In August we took a trip to the Vale of Evesham in Worcestershire to catch up with our latest suppliers, Fruits of the Forage.
The Fruits of the Forage team invited us to one of their adopted orchards. We went along to see what they get up to, to learn about plum picking and to learn about their unique approach to preserve making.
Pershore and the Vale of Evesham – Victoria Plums
Pershore and the Vale of Evesham were historical centres for plum orchards with many of the varieties we find today originating in this area. It was a fruitful afternoon, with nearly half a ton of plums picked that would have otherwise gone to waste. The main bounty were the Victoria plums, the pink and yellow ones seen in this picture.

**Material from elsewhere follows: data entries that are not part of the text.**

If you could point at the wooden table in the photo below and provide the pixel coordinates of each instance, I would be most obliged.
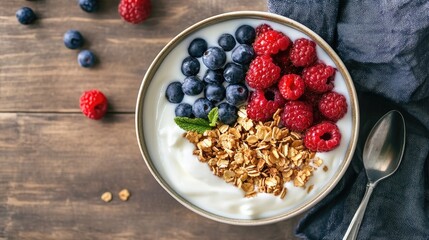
(55, 163)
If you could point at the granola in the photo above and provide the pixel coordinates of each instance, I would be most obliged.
(256, 156)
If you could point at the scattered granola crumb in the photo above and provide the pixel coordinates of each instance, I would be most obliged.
(106, 197)
(124, 194)
(256, 156)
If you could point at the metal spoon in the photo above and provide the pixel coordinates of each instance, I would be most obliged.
(382, 155)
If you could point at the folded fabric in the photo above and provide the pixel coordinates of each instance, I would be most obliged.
(385, 46)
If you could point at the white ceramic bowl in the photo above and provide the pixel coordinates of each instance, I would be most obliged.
(169, 156)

The Fruits of the Forage team popped down to the site a few weeks prior and harvested a load of plums that were just right for jam making: pre-ripe, slightly yellow, and sour to taste. Plums at this stage are perfect for jam making because they contain a lot of pectin, the naturally occurring substance that helps jam to set.

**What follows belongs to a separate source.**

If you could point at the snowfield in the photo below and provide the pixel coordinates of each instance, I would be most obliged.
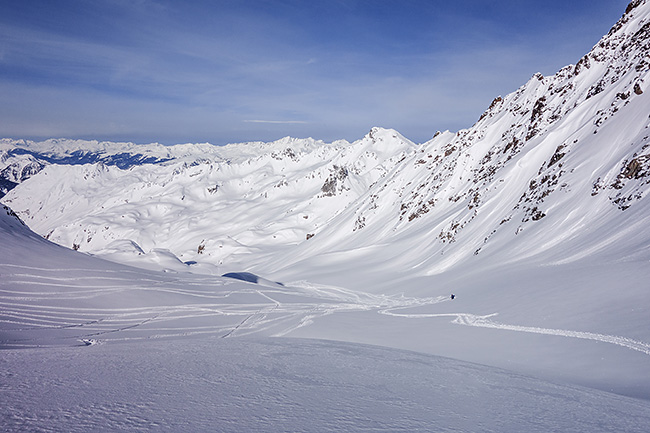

During this visit, a few weeks later, the fruits had reached full ripeness, a darker pinky yellow, making them sweeter and delicious to eat off the branch. At this stage, the plums contain less pectin and are more suitable for making sauces as jams made with these plums won’t set as well. This batch is likely to be used for a new line of fruits of the forage plum bbq sauce. Here is Bertie introducing us to the Victoria plums and the importance of allowing fruit to ripen on the branch.
Video – Bertie on Victoria plums
Plum varieties – Pershore Plums
We joined the guys, filling a few buckets with plums, in between chats. Bertie introduced us to the numerous plum varieties in the orchard, including the Yellow Egg Plum, Purple Pershore and the ever popular Victoria variety. We learned about the local area, how it had been a centre for agriculture and a hub for plum production. The nearby town Pershore in Anglo Saxon means, “Forest of wild plums”.
Purple Pershore are plums specifically grown for cooking, being too tart to eat off the branch. When cooked down they produce a thick jam that can be sliced and is known as “fruit cheese”. Traditionally you would me made from quince and damson, but this new Purple Pershore fruit cheese will be a unique product, making the most of the strong flavour of the Pershore Plums harvested from authentic historic orchards where they were first discovered.
This is one of the things we like most about FOTF, they are always looking to create unique products that nobody else can make because they don’t have access to these historic orchards and the get up and go to go and harvest them.
Help us harvest fruit that’s left hanging
Fruits of the forage clearly love what they do, it is a part of their life and they even enjoy some creative writing on the subject of foraging. This video is of Freddy performing a poem that highlights the Fruits of the Forage call to action.
Their aim is to bring awareness of these old orchards, encouraging people to report areas of fruit trees that are left hanging. So much fruit hits the deck each year and FOTF want to take the opportunity to turn these derelict, abandoned yet laden orchards into productive centres for the production of new preserves.